Logo após o programa, Isabel Moreira reagiu ao incidente na sua conta de Facebook, no qual se referiu extensivamente a Manuela Moura Guedes sem, no entanto, lhe referir sequer o nome. “O moderador fez o seu papel de forma exemplar e a profunda superficialidade de uma das participantes posta a nu ao longo do programa viu ali uma oportunidade de saída de vítima de ‘má educação'”, escreveu. “As participantes no programa não são iguais, há quem se prepare e há quem debata. E é um bom programa. Sempre o defenderei. O programa. Não quem saiu tarde. Num desrespeito total pelo público.”

No final da tarde de terça-feira, Manuela Moura Guedes rompeu o silêncio e deixou uma mensagem no Facebook de agradecimento “às muitas e muitas pessoas” que a “compreendem. E deu a entender que o que se passou na segunda-feira à noite na RTP teve a ver com respeito: “Há um mínimo de condições que se exige para que haja respeito, e já só falo daquele respeito que se tem por si próprio sem o qual deixamos de ser quem somos”.

Num comunicado, a direção de informação da RTP reagiu ao incidente da seguinte maneira: “A situação verificada ontem na Barca do Inferno será sempre, do ponto de vista ideal, algo a evitar mas possível de suceder em debates em direto”.
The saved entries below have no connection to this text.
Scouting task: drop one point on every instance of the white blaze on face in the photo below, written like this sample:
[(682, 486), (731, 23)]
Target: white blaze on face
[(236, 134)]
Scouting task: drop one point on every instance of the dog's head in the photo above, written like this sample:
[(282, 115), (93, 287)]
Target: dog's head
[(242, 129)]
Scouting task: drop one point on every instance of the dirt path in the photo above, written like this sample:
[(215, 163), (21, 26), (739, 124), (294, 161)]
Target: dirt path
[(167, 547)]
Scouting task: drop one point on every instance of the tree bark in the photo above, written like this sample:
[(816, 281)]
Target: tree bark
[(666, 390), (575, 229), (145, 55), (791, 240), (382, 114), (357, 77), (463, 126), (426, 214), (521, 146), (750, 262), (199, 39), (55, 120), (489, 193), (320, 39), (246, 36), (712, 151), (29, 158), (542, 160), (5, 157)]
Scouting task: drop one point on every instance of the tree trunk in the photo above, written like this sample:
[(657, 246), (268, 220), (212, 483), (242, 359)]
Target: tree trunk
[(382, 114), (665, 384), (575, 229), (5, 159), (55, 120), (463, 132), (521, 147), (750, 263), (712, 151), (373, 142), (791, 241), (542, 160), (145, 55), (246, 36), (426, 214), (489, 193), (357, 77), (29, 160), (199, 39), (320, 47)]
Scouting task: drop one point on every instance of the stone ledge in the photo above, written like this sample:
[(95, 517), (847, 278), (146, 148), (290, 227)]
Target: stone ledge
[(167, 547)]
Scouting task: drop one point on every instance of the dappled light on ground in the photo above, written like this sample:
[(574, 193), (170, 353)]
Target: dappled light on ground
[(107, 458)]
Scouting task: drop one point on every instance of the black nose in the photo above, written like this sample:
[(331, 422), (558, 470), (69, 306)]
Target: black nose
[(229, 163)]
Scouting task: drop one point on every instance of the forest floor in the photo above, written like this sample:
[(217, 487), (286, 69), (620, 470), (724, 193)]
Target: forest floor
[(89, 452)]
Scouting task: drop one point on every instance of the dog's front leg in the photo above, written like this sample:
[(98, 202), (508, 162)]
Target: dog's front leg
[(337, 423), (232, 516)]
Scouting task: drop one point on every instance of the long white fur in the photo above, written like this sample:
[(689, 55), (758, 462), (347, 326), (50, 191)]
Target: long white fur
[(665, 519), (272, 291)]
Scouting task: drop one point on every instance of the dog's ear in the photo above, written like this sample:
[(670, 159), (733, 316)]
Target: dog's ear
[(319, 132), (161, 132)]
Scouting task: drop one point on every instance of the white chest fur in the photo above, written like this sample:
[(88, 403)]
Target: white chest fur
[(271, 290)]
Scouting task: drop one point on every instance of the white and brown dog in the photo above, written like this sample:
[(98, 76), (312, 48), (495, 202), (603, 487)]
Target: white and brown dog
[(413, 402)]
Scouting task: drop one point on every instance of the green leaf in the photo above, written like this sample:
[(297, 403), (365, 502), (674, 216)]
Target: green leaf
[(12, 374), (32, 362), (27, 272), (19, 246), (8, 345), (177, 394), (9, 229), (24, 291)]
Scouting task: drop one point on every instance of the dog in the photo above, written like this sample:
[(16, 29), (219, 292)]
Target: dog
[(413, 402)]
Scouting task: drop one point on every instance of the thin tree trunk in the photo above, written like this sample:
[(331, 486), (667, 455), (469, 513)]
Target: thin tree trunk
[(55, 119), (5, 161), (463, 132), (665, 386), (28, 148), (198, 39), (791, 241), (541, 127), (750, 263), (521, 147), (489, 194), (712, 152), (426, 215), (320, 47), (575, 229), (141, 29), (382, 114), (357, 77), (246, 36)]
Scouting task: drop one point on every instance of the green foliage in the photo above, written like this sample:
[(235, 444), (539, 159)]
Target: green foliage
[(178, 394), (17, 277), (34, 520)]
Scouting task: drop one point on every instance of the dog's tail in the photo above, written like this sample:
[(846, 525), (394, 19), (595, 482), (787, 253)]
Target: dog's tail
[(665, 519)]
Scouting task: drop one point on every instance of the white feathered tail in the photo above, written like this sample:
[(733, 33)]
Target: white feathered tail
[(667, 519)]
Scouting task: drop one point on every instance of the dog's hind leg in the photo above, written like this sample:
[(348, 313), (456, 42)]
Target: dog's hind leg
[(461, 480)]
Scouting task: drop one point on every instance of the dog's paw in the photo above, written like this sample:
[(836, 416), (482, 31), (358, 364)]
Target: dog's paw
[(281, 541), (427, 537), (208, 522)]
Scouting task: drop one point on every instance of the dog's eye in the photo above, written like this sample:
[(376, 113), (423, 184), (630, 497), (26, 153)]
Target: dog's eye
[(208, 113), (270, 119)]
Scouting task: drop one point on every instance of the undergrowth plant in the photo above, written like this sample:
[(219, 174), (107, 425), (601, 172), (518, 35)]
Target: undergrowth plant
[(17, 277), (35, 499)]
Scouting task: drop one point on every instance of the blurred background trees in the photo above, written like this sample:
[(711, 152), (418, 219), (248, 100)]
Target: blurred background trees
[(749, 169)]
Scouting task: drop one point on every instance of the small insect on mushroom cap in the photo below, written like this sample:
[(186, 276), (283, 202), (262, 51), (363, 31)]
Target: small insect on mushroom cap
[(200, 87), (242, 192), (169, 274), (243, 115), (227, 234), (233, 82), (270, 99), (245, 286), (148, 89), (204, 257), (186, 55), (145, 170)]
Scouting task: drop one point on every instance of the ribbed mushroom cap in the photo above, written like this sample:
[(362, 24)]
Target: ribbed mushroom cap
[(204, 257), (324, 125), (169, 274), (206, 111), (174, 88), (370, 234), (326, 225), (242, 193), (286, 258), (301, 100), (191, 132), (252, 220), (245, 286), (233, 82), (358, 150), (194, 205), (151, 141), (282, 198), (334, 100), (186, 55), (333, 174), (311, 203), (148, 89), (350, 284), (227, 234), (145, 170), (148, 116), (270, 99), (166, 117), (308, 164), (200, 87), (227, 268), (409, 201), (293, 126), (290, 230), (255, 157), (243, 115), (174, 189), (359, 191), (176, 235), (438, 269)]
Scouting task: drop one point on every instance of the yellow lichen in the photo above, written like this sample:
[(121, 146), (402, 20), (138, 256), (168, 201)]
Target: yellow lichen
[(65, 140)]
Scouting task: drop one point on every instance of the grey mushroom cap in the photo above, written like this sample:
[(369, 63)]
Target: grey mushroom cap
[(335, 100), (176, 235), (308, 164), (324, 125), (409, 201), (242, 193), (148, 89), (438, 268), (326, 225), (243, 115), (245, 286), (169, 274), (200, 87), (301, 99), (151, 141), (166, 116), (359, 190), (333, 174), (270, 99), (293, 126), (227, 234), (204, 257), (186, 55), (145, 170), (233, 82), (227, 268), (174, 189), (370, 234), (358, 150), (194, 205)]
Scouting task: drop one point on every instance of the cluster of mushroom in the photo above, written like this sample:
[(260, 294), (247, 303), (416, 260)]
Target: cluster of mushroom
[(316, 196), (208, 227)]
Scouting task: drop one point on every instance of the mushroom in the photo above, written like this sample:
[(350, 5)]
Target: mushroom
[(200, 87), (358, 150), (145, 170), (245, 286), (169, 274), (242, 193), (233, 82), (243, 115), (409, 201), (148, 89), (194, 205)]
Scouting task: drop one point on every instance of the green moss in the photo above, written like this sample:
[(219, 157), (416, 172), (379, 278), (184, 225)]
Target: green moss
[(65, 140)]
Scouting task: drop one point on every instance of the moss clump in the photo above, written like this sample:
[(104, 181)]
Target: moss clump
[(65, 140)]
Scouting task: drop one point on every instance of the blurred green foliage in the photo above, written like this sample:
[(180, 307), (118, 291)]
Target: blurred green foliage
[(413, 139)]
Sem surpresa, é agora sabido que a ex-jornalista não vai voltar ao programa. Este, por sua vez, terá mais três emissões. Depois disso, avança o Expresso, o “Barca do Inferno” não deverá ter continuidade.

Quanto à vaga deixada na noite de ontem, ainda não se sabe se haverá uma substituta para Manuela Moura Guedes ou se o programa vai continuar apenas com as três comentadoras que restam: Isabel Moreira, Sofia Vala Rocha e Raquel Varela.

Programa com “pessoas que pensam pela própria cabeça”

O programa de debate “Barca do Inferno” foi pela primeira vez para o ar a 6 de outubro de 2014. Na altura, José Manuel Portugal, então diretor de informação da RTP, disse ao jornal i que o critério de selecção “foi escolher mulheres inteligentes e com pensamento independente, pessoas que pensam pela própria cabeça”.

Ainda assim, o programa teve logo uma demissão após o primeiro episódio. Dessa vez, foi a psicóloga Marta Gautier a fazê-lo, depois de ter apresentado uma preparação para discutir os temas da actualidade mais ligeira do que as suas colegas de painel. José Manuel Portugal falou de uma “falta de química” entre Gautier e as restantes comentadoras.

Na altura, Manuela Moura Guedes foi um pouco mais direta do que o então diretor de informação da RTP quando reagiu à opinião da psicóloga quanto ao impasse que se vivia então na Justiça. “Isto é a visão da Marta que parece-me que está um bocado longe e que não se interessa muito pelas coisas da justiça, ou pelo menos pelo mundo da informática da justiça. É a leitura possível da Marta.” Recorde-se que, naquela altura, a plataforma Citius deixara de funcionar e por isso os tribunais do país inteiro pararam.

Marta Gautier foi depois substituída por Sofia Vala Rocha, militante do PSD.